19/03/2022
‘Seni anlıyorum’ demek, bizim mesleğimizde kullanımı en zor cümlelerden biridir.
Esasında hayatın içinde belki birçok alanda anlamak ve anlamlandırmak çok kolay bir durum olmasa da, bir kişinin hayatını anlamak daha doğrusu anlamaya çalışmak ciddi bir çaba istemektedir.
Dolayısıyla bir kişinin hayatını, kişiliğini anlamayı vadetmek, birinin hayatına dokunduğunu iddia etmek çok da içi dolu şeyler değildir.
İnsanın kendini anlayabilmesi bile belli bir emek sonucunda olurken, ötekini anlamak oldukça meşakkatli bir süreçtir.
Zira insan robot değildir, bir durumun veya standardize edilmiş bir problemin içerisine onu yerleştirmek kolay değildir.
İnsan, doğduğu andan itibaren ‘insan’ ile kurduğu ilk ilişki ile birlikte eşsiz bir serüvene başlar. Mizaç özellikleri de yaşantıları sonucunda oluşan karakter özellikleri de diğerlerinden farklı ve kendine has oluşmaktadır.

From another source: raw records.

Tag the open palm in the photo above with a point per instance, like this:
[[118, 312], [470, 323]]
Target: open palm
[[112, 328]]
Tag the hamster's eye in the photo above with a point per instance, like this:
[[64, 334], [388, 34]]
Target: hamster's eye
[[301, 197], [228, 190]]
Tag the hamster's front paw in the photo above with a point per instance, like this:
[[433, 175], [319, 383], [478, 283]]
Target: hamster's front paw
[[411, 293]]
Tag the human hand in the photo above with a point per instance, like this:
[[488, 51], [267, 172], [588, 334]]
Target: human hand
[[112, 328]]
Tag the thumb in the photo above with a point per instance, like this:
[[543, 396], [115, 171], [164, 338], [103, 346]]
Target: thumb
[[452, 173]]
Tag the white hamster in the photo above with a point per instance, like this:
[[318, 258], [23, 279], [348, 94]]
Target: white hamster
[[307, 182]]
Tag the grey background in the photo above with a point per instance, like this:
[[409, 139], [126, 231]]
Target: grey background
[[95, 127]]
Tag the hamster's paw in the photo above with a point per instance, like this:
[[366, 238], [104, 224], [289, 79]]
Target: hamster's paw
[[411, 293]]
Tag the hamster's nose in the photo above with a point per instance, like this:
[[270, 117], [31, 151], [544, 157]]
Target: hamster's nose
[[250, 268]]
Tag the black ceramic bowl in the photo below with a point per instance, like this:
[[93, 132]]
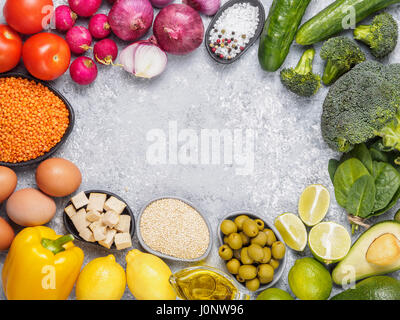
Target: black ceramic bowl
[[260, 26], [72, 230], [66, 134]]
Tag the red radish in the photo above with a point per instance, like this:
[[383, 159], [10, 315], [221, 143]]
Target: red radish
[[78, 39], [83, 70], [84, 8], [99, 27], [131, 19], [65, 18], [178, 29], [160, 3], [105, 51]]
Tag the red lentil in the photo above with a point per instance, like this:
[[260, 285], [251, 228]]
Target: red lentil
[[32, 119]]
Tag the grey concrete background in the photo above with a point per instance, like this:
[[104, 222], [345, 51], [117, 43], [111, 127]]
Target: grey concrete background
[[115, 113]]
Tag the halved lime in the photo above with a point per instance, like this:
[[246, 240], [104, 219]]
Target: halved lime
[[314, 204], [292, 230], [329, 242]]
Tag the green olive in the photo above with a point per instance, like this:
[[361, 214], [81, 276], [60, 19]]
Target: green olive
[[239, 221], [244, 256], [253, 284], [271, 238], [248, 272], [260, 224], [278, 250], [260, 239], [245, 239], [250, 228], [235, 241], [228, 227], [265, 273], [267, 255], [274, 263], [225, 252], [233, 266], [255, 252]]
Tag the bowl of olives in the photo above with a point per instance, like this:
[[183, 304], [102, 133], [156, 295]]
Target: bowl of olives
[[253, 250]]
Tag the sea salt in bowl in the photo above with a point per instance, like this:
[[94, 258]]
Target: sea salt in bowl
[[172, 228]]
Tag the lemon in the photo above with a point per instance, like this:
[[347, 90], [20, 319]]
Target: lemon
[[309, 280], [101, 279], [292, 230], [314, 204], [329, 242], [148, 277]]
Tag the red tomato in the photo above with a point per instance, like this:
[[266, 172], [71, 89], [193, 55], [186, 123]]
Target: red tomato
[[28, 16], [46, 56], [10, 48]]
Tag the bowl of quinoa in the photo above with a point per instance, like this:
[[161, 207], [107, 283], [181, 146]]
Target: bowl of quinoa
[[35, 120], [172, 228]]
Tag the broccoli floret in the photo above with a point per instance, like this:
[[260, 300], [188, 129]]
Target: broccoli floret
[[381, 36], [341, 54], [361, 105], [301, 80]]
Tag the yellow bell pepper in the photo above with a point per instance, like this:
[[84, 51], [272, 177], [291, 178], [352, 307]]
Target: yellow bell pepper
[[41, 265]]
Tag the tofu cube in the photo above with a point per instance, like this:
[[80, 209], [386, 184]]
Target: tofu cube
[[79, 220], [124, 223], [113, 204], [110, 219], [123, 240], [108, 241], [70, 211], [80, 200], [93, 216], [87, 235], [96, 202]]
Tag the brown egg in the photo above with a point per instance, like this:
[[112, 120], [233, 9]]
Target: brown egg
[[29, 208], [6, 234], [8, 182], [58, 177]]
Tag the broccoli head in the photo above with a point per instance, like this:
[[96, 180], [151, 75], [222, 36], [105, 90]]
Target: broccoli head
[[341, 54], [381, 36], [361, 105], [301, 80]]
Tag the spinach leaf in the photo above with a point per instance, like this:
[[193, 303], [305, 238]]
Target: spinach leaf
[[387, 182], [346, 174], [361, 198]]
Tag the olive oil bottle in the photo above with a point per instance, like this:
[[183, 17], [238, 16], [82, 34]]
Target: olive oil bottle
[[205, 283]]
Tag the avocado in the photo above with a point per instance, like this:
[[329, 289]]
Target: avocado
[[375, 252], [374, 288]]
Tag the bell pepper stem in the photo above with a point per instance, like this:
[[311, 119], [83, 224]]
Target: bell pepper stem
[[56, 246]]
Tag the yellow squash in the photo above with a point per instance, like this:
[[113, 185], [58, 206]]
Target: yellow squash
[[41, 265]]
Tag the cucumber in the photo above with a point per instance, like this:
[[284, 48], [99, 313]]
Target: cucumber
[[329, 21], [279, 31]]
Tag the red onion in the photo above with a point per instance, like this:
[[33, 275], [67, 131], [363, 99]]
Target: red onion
[[99, 27], [208, 7], [160, 3], [65, 18], [131, 19], [84, 8], [83, 70], [144, 59], [78, 39], [178, 29], [105, 51]]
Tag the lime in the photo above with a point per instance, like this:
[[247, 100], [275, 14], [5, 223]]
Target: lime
[[309, 280], [292, 231], [314, 204], [329, 242], [274, 294]]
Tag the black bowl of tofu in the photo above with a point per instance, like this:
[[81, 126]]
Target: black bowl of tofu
[[101, 218]]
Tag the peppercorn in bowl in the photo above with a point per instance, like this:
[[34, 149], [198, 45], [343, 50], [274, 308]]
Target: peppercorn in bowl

Bunun sonucunda yaşantıları ve bu yaşantıların etkisi de kendine has olacaktır.
Hal böyle olunca yıllarca benzer durumlarla defalarca karşılaşan biri bile karşısındaki insana öyle kolayca anlıyorum diyememektedir.
Ancak anlamak için hatırı sayılır bir çaba sarf edebilir.
Etkin ve öz verili bir şekilde karşısındaki dinleyebilir, yersiz değerlendirmelerden kaçınarak, ona anlaşılma ihtimalinin kuvvetini hissettirebilir.
Ve kurulan ilişkinin de eşsizliği ile birlikte anlamlandırma süreci, karşılıklı olarak zamanın gücüyle oluşur.